Tout d’abord, merci pour cet article très intéressant et éclairant. Il montre avec précision comment Twitch et les réseaux sociaux fonctionnent comme des espaces où chaque commentaire et chaque réaction reflète des dynamiques de pouvoir et des influences émotionnelles importantes.
À travers l’exemple de la ZawaProd et de l’affaire Dany Caligula, l’article met en évidence que ces plateformes, souvent présentées comme des lieux de participation et d’expression libre, sont en réalité fortement marquées par ces dynamiques de pouvoir et d’émotions.
Nous connaissions déjà cet événement, mais votre analyse nous a permis de mieux comprendre comment les plateformes numériques influencent le débat public de manière partielle. Les réactions de la communauté sont fortement guidées par l’affect et l’empathie envers les streamers, ce qui peut parfois conduire à minimiser la parole des victimes et à transformer le débat en une prise de position émotionnelle plutôt que rationnelle.

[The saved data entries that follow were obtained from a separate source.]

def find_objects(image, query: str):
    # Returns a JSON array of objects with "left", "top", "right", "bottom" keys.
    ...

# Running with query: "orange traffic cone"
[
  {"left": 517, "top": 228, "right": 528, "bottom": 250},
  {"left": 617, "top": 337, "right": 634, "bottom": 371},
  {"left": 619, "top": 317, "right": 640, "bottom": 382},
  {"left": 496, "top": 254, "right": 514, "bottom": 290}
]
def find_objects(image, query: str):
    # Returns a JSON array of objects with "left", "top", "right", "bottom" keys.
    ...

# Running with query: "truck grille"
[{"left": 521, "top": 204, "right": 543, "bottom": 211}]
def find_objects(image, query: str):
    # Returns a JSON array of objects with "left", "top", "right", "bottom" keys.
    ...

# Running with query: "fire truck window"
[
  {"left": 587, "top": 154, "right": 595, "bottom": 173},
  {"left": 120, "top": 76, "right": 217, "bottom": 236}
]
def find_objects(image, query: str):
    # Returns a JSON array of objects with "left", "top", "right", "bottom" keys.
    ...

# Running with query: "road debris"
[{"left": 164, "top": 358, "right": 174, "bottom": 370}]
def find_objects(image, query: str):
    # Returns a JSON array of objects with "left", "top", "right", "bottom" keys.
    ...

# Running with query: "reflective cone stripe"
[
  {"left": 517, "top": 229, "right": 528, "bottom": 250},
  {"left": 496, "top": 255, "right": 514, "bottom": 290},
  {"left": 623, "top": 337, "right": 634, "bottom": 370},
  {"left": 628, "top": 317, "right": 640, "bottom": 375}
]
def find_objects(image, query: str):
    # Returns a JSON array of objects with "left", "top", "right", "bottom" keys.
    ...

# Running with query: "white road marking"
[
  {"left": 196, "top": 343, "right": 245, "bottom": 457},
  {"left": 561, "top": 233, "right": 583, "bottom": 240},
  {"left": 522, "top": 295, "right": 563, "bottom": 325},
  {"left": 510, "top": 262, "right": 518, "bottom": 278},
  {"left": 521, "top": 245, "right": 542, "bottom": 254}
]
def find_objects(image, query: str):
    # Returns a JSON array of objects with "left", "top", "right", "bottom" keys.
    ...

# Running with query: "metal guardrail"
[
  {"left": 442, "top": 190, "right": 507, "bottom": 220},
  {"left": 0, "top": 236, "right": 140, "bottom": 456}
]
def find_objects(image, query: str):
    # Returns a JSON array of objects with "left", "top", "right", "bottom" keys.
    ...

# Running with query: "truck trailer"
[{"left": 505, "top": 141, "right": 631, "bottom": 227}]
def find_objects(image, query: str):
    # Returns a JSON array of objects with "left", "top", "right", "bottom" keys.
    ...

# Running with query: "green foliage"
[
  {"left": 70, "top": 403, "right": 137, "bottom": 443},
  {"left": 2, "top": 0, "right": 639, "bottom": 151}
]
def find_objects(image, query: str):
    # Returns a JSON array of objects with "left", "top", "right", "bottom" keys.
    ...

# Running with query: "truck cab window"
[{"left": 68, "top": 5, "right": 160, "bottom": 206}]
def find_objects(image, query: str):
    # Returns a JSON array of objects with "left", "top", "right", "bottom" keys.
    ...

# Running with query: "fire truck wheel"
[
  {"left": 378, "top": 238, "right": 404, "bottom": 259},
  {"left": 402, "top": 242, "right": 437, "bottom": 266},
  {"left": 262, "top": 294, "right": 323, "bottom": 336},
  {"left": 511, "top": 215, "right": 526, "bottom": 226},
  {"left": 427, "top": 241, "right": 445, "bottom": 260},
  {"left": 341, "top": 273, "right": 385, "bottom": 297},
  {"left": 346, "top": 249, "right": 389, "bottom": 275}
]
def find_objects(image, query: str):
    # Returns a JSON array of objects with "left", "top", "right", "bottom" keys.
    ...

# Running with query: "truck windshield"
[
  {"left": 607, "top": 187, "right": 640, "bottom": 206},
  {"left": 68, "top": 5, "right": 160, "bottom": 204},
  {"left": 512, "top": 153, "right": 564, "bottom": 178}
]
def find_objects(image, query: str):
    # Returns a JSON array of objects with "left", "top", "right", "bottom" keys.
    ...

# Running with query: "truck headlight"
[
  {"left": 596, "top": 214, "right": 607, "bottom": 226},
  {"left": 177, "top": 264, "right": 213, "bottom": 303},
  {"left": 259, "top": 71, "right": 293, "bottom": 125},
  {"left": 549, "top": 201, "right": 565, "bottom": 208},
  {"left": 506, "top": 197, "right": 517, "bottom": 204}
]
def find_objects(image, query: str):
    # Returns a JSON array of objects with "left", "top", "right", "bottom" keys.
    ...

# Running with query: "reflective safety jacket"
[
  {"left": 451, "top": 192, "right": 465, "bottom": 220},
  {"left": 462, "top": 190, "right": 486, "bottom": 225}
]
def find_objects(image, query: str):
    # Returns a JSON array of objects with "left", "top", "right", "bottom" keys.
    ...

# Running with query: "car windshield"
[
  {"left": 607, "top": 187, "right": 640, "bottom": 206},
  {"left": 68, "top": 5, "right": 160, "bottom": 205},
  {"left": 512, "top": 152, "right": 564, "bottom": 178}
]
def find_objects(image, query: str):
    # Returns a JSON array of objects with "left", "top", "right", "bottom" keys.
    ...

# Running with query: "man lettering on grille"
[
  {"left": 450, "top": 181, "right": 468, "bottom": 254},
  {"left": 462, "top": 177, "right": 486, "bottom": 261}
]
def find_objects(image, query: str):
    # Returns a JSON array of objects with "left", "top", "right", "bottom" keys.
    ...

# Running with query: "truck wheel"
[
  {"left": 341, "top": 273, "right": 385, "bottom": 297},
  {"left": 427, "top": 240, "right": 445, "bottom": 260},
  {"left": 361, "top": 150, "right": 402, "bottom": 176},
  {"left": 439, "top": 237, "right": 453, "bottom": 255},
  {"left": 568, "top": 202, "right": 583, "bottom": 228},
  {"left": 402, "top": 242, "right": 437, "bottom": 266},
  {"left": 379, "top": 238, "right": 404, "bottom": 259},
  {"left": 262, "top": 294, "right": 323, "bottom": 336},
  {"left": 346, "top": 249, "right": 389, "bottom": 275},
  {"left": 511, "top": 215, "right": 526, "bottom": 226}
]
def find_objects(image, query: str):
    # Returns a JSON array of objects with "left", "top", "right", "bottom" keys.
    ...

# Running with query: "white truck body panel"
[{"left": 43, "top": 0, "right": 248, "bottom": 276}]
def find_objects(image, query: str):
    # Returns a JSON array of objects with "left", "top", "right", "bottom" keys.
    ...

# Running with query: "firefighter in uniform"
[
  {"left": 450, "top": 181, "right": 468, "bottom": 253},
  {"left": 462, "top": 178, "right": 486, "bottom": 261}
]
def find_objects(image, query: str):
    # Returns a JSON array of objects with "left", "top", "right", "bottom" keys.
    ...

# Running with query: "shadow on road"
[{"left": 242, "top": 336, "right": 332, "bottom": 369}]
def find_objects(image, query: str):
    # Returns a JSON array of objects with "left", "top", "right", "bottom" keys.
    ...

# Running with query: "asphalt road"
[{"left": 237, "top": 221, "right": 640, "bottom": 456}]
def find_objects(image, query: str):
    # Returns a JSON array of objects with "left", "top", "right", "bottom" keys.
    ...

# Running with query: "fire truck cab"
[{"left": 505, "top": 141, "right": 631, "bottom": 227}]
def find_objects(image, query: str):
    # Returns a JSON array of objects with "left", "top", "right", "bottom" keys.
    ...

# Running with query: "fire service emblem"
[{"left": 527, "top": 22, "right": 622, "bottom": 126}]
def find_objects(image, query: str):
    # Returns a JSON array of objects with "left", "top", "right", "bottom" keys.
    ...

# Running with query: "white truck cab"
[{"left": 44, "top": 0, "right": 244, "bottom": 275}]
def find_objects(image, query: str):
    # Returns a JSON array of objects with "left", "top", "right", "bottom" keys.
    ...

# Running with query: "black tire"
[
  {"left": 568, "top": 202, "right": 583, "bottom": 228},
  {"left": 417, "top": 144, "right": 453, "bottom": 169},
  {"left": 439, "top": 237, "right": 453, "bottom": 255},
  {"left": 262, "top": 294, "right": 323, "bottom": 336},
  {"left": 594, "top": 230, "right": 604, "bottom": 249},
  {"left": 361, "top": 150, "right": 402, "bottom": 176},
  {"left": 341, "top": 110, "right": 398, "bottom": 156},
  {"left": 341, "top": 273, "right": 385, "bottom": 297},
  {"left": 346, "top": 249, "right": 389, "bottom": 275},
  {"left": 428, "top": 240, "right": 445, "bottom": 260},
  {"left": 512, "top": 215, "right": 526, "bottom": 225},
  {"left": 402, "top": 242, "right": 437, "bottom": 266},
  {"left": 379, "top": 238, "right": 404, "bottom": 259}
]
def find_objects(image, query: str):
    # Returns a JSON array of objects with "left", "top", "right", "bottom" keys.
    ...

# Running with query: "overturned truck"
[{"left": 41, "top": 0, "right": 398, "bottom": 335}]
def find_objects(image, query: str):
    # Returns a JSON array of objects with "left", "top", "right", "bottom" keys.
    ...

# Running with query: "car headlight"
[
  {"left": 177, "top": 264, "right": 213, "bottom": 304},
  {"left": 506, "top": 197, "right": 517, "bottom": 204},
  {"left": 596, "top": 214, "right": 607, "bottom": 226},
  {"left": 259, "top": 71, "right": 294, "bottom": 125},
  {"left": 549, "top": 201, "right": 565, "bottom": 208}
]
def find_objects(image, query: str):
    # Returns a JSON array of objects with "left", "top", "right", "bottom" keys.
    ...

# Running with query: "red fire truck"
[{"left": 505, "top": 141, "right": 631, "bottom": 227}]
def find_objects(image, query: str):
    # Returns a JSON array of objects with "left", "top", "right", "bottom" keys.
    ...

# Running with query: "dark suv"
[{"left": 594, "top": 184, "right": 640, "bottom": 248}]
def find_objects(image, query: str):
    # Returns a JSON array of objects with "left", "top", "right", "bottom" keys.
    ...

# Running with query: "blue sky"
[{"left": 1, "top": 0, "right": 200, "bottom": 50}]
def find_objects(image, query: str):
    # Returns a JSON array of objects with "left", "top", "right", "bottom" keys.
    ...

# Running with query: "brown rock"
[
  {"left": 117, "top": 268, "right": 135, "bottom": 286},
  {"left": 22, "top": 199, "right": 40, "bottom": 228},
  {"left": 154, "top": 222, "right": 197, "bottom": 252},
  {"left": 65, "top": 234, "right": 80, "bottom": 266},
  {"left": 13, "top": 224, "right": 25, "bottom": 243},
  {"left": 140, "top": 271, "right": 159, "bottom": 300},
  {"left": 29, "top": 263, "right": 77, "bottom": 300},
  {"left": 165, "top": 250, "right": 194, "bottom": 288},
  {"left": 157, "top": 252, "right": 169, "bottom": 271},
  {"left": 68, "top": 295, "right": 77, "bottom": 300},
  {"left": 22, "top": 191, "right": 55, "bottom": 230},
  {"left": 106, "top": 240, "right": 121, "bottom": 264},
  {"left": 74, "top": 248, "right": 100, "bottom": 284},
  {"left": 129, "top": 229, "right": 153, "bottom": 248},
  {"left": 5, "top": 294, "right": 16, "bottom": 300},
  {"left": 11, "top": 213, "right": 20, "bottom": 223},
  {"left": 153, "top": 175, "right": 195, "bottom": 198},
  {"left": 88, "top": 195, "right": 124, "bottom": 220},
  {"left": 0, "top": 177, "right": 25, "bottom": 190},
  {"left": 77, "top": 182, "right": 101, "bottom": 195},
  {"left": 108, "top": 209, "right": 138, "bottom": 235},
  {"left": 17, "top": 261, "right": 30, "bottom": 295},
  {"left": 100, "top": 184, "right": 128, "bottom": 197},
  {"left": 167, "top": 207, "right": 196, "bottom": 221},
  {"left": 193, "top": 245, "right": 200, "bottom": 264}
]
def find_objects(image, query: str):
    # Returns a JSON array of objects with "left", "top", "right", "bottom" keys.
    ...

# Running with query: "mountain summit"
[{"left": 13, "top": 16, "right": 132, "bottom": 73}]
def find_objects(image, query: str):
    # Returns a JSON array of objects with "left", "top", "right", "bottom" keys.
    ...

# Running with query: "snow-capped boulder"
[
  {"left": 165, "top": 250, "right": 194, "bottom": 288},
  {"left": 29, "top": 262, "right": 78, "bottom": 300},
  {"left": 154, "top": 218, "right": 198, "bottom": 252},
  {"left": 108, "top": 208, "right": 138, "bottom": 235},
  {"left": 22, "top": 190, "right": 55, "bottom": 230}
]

Votre article met ainsi en lumière le poids des sentiments dans la réception et l’interprétation de l’information.
Un autre point particulièrement intéressant est votre observation sur le choix des commentaires lus en direct par les streamers.
Alors que le chat regroupe une grande diversité de points de vue, seuls certains messages sont mis en avant par les streamers. Cette sélection crée une impression de discussion collective, mais il s’agit en réalité d’un échange fortement filtré.
Les avis critiques, notamment ceux qui soutiennent les victimes ou qui remettent en question la défense de Dany, apparaissent comme marginaux, non pas nécessairement parce qu’ils sont minoritaires, mais parce qu’ils sont peu visibles dans l’espace public du live.
Cette mise en avant sélective des commentaires contribue à orienter l’opinion du public et peut même freiner l’expression générale. Face à un discours dominant porté par les streamers, certains viewers peuvent hésiter à exprimer un désaccord, par peur de l’isolement ou de la confrontation. Le débat se transforme alors davantage en une succession de réactions à une parole centrale qu’en un véritable échange horizontal.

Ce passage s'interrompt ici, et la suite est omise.